New to the Pure Storage partner program is Pure WaveMakers, an invitation-only tiered community aimed at providing support and benefits to partners based on their investment in working with the company and its products, Martin said.

“These are the partners who really bleed orange,” he said, referring to the color associated with the company’s brand. “We want to really invest in them. This is a value-based program and not one based on total revenue or bookings. We think it’s not fair if a partner with four salespeople is treated different from a partner with 4,000 sellers.”

Instead, rewards are based on certifications, how much of the Pure Storage portfolio the partner sells, and marketing activities done on behalf of the vendor, Martin said.

Pure WaveMakers seems to be similar to the key partner initiatives of other vendors such as Microsoft or Cisco, which focus on leveraging the thought leadership they invest in partners, Gallagher said.

“I love to see the evolution and transformation that comes from seeing what these vendors expect from their partners in such programs,” she said.

Pure Storage also developed a major expansion of its partner portal to make it a single source of information for the latest sales and technical resources, training, and digital asset libraries, Martin said.

“With the COVID-19 pandemic, we’re now all inside salespeople,” he said. “So it’s important to make tools available for remote sales. The selling motion is changing. Some are embracing the changes fantastically, while others are struggling. We want to give them the tools needed to be successful.”

The portal has a new focus on training as the company’s portfolio continues to grow, Martin said. This includes Pure Storage’s September acquisition of Portworx, a provider of Kubernetes data services; changes to its FlashArray and FlashBlade storage lines; its Pure-as-a-service offering; and its new relationship with Amazon Web Services.

“As we expand our portfolio, we want to bring dedicated learning paths via our partner portal with new trainings and on-line demos,” he said.

Pure Storage also added new incentives to its Pure-as-a-service offering for providing storage-as-a-service in a cloud-like fashion.

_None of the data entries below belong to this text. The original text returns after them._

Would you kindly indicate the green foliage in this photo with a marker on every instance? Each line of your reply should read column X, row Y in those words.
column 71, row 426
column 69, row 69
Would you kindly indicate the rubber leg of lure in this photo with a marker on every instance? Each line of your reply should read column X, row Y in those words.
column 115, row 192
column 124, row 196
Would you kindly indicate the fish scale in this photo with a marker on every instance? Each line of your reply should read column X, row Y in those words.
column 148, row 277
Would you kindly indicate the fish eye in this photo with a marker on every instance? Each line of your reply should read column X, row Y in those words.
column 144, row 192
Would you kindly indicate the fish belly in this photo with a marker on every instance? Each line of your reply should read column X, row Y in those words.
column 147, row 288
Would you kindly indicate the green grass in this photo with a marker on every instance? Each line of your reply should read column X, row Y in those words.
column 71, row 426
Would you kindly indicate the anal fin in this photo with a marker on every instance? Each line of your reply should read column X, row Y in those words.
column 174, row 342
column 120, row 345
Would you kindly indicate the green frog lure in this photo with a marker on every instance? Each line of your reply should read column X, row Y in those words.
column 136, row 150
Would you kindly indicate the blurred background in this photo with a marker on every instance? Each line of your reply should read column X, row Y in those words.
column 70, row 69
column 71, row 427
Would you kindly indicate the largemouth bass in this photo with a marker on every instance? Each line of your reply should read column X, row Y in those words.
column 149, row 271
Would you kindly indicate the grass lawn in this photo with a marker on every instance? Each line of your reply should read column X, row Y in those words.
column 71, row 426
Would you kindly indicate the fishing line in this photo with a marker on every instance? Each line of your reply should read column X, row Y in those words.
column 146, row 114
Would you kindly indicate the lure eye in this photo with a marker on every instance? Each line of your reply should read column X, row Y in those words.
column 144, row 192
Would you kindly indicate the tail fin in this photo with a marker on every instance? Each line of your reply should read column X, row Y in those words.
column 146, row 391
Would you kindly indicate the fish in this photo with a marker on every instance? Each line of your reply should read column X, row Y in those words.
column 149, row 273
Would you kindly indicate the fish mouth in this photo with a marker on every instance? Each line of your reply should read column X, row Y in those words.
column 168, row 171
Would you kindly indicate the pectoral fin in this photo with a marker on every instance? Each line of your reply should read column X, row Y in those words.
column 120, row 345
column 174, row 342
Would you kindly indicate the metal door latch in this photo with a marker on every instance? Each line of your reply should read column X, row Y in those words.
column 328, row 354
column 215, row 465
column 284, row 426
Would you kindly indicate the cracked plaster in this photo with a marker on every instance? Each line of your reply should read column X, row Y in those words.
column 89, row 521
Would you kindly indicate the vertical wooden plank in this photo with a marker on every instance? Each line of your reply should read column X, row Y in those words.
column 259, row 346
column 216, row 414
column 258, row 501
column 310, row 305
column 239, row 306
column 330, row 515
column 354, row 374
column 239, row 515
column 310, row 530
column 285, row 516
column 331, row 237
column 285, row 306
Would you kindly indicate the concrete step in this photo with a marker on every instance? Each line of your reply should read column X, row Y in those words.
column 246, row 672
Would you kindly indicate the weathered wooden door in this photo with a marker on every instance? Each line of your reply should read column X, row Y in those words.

Martin said Pure Storage is now offering Pure-as-a-service in a comp-neutral fashion, which means partners can run the service on-premises or in the cloud so that partners earn the same incentives whether they sell storage or the service.

Pure Storage also introduced a new version of its Pure Sizer Tool for generating solution configurations, prices, and quotes, Martin said. The new version offers partners two line items: the cost of the array and the subscription.

“It’s a simple, easy way to go to market,” he said. “Partners can easily size the deployment and show the total cost of ownership to build very nice proposals.”

Pure Storage’s expanding Pure-as-a-service offering comes as the vendor’s competitors, particularly NetApp and its Keystone program and initiatives such as Hewlett Packard Enterprise’s GreenLake and Dell’s Flex on Demand, catch on with customers, Insight’s Gallagher said.

“Pure-as-a-service is a big part of Insight’s services business,” she said. “We lead with Pure-as-a-service. ... As customers operate in cost-constrained environments, they need the flexibility. And they need partners like us to help navigate the moves. There are many choices to navigate. Everybody has a plan, but then the pandemic or some other event happens, your client suddenly doesn’t know what they need going forward.”